The equations to solve are $${F}_{i}(x)=0$$, $$1\le i\le n$$. The example uses $$n=1000$$. The `nlsf1a`

helper function at the end of this example implements the objective function $$F(x)$$.

In the example Large Sparse System of Nonlinear Equations with Jacobian, which solves the same system, the objective function has an explicit Jacobian. However, sometimes you cannot compute the Jacobian explicitly, but you can determine which elements of the Jacobian are nonzero. In this example, the Jacobian is tridiagonal, because the only variables that appear in the definition of $$F(i)$$ are $${x}_{i-1}$$, $${x}_{i}$$, and $${x}_{i+1}$$. So the only nonzero parts of the Jacobian are on the main diagonal and its two neighboring diagonals. The Jacobian sparsity pattern is a matrix whose nonzero elements correspond to (potentially) nonzero elements in the Jacobian.

Create a sparse $$n$$-by-$$n$$ tridiagonal matrix of ones representing the Jacobian sparsity pattern. (For an explanation of this code, see `spdiags`

.)

n = 1000; e = ones(n,1); Jstr = spdiags([e e e],-1:1,n,n);

View the structure of `Jstr`

.

spy(Jstr)

Set `fsolve`

options to use the `'trust-region'`

algorithm, which is the only `fsolve`

algorithm that can use a Jacobian sparsity pattern.

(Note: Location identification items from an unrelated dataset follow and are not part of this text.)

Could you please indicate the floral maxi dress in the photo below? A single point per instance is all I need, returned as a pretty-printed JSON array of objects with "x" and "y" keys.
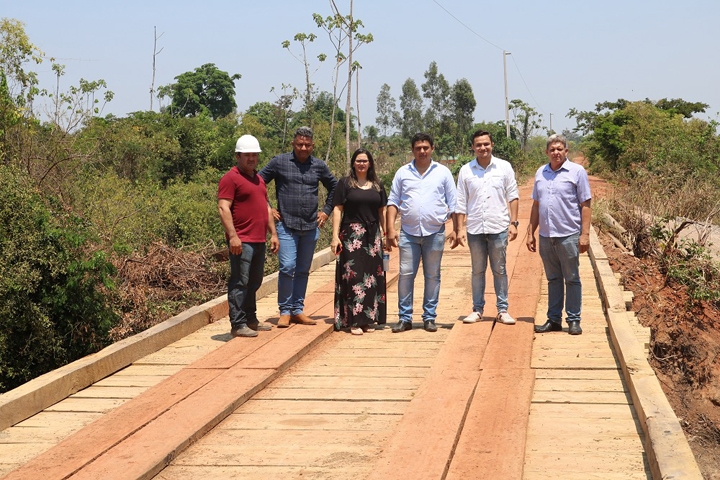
[{"x": 360, "y": 293}]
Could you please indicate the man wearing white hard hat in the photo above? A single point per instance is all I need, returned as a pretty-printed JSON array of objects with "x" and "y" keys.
[
  {"x": 246, "y": 217},
  {"x": 297, "y": 177}
]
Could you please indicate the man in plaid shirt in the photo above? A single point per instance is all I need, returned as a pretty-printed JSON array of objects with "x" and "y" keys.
[{"x": 297, "y": 176}]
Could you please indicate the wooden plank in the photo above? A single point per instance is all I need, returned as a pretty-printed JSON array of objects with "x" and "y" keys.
[
  {"x": 448, "y": 389},
  {"x": 368, "y": 371},
  {"x": 292, "y": 421},
  {"x": 130, "y": 381},
  {"x": 350, "y": 362},
  {"x": 109, "y": 392},
  {"x": 360, "y": 469},
  {"x": 161, "y": 370},
  {"x": 568, "y": 385},
  {"x": 289, "y": 447},
  {"x": 93, "y": 441},
  {"x": 311, "y": 407},
  {"x": 576, "y": 362},
  {"x": 146, "y": 452},
  {"x": 329, "y": 394},
  {"x": 551, "y": 443},
  {"x": 588, "y": 466},
  {"x": 606, "y": 374},
  {"x": 62, "y": 419},
  {"x": 98, "y": 405},
  {"x": 497, "y": 418},
  {"x": 586, "y": 427},
  {"x": 354, "y": 382},
  {"x": 582, "y": 397},
  {"x": 578, "y": 410}
]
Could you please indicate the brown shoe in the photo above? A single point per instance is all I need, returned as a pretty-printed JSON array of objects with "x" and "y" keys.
[
  {"x": 284, "y": 321},
  {"x": 302, "y": 319}
]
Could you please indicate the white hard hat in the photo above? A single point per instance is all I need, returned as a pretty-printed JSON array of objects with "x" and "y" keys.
[{"x": 247, "y": 144}]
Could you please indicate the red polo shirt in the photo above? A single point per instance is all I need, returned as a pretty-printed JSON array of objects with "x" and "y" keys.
[{"x": 249, "y": 204}]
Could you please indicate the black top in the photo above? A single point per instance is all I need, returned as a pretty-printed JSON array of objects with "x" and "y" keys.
[
  {"x": 359, "y": 205},
  {"x": 296, "y": 188}
]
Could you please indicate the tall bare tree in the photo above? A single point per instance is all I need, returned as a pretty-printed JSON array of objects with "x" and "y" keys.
[
  {"x": 156, "y": 52},
  {"x": 344, "y": 36},
  {"x": 304, "y": 39}
]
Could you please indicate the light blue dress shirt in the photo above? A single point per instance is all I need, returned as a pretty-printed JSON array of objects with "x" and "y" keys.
[
  {"x": 425, "y": 202},
  {"x": 560, "y": 194}
]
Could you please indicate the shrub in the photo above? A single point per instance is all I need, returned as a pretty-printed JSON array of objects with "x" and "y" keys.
[{"x": 54, "y": 287}]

options = optimoptions('fsolve','Algorithm','trust-region','JacobPattern',Jstr);

Set the initial point `x0`

to a vector of –1 entries.

x0 = -1*ones(n,1);

Solve the problem.

[x,fval,exitflag,output] = fsolve(@nlsf1a,x0,options);

Equation solved. fsolve completed because the vector of function values is near zero as measured by the value of the function tolerance, and the problem appears regular as measured by the gradient.

Examine the resulting residual norm and the number of function evaluations that `fsolve`

takes.

disp(norm(fval))

1.0522e-09

disp(output.funcCount)

25

The residual norm is near zero, indicating that `fsolve`

solves the problem correctly. The number of function evaluations is fairly small, just around two dozen. Compare this number of function evaluations to the number without a supplied Jacobian sparsity pattern.

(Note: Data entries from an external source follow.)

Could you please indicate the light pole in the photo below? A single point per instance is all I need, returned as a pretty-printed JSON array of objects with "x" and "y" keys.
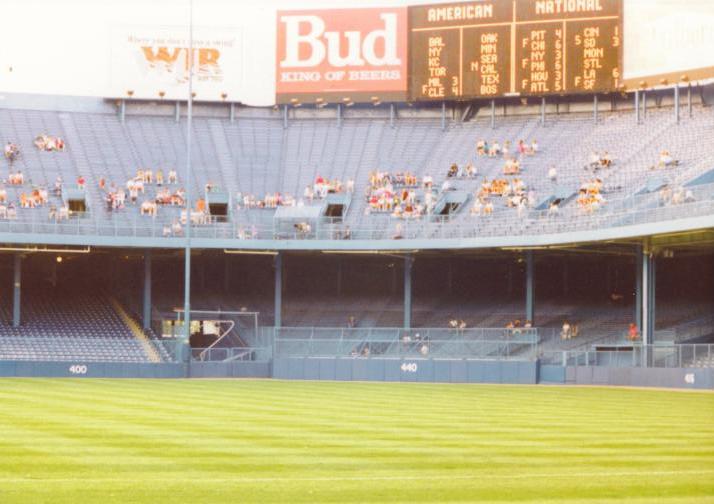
[{"x": 186, "y": 346}]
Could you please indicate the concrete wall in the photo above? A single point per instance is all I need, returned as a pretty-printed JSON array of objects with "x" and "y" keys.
[{"x": 405, "y": 370}]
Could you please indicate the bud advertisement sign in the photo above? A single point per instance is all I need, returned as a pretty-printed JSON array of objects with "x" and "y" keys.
[
  {"x": 342, "y": 53},
  {"x": 152, "y": 62}
]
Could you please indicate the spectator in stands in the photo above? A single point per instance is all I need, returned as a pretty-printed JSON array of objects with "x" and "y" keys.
[
  {"x": 632, "y": 333},
  {"x": 481, "y": 147},
  {"x": 12, "y": 152},
  {"x": 666, "y": 159},
  {"x": 176, "y": 228},
  {"x": 428, "y": 181},
  {"x": 566, "y": 331}
]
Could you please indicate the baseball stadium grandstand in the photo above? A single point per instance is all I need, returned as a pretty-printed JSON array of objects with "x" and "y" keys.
[{"x": 491, "y": 192}]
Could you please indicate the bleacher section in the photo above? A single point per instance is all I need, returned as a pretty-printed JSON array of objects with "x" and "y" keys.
[{"x": 257, "y": 156}]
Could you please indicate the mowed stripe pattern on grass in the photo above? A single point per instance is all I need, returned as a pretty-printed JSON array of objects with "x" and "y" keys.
[{"x": 148, "y": 441}]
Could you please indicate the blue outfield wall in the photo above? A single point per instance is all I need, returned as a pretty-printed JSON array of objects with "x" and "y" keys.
[
  {"x": 91, "y": 369},
  {"x": 405, "y": 370},
  {"x": 375, "y": 369}
]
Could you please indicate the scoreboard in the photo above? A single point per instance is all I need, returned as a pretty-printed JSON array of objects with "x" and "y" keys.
[{"x": 514, "y": 47}]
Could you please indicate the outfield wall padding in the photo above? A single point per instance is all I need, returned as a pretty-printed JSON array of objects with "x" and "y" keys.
[
  {"x": 693, "y": 378},
  {"x": 81, "y": 369},
  {"x": 405, "y": 370},
  {"x": 238, "y": 369}
]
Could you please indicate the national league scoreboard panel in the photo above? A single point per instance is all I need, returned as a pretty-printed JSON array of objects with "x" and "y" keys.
[{"x": 514, "y": 47}]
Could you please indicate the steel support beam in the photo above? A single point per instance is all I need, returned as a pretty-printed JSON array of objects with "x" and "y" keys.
[
  {"x": 278, "y": 264},
  {"x": 676, "y": 103},
  {"x": 530, "y": 286},
  {"x": 408, "y": 263},
  {"x": 147, "y": 290},
  {"x": 16, "y": 288},
  {"x": 493, "y": 114},
  {"x": 595, "y": 110}
]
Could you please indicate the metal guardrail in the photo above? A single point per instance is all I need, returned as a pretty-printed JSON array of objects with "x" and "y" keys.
[
  {"x": 657, "y": 356},
  {"x": 641, "y": 209}
]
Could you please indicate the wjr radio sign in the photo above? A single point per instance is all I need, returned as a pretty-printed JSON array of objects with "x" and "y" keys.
[
  {"x": 350, "y": 54},
  {"x": 153, "y": 62}
]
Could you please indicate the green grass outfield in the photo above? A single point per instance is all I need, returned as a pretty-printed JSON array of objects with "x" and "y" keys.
[{"x": 214, "y": 441}]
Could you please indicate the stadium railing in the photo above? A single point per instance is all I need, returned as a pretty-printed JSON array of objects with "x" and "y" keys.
[
  {"x": 493, "y": 344},
  {"x": 643, "y": 209},
  {"x": 657, "y": 356}
]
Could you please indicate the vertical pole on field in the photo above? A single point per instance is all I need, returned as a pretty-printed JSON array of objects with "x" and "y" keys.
[
  {"x": 639, "y": 268},
  {"x": 493, "y": 114},
  {"x": 16, "y": 287},
  {"x": 278, "y": 264},
  {"x": 595, "y": 111},
  {"x": 147, "y": 289},
  {"x": 408, "y": 263},
  {"x": 645, "y": 305},
  {"x": 530, "y": 286},
  {"x": 676, "y": 103},
  {"x": 186, "y": 343}
]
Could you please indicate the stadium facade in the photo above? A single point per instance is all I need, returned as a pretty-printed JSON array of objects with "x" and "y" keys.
[{"x": 388, "y": 232}]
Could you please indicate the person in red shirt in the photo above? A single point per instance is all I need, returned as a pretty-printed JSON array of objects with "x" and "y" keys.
[{"x": 632, "y": 332}]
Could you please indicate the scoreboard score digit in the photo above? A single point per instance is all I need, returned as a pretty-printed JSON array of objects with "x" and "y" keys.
[{"x": 526, "y": 47}]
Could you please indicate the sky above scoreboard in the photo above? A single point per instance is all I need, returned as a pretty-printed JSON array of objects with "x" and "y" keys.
[{"x": 65, "y": 47}]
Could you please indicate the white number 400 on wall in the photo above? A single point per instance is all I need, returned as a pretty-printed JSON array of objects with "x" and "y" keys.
[{"x": 408, "y": 367}]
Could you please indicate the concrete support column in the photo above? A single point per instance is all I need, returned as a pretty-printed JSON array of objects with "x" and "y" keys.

options = optimoptions('fsolve','Algorithm','trust-region'); [x,fval,exitflag,output] = fsolve(@nlsf1a,x0,options);

Equation solved. fsolve completed because the vector of function values is near zero as measured by the value of the function tolerance, and the problem appears regular as measured by the gradient.

disp(norm(fval))

1.0659e-09

disp(output.funcCount)

5005

The solver reaches essentially the same solution as before, but takes thousands of function evaluations to do so.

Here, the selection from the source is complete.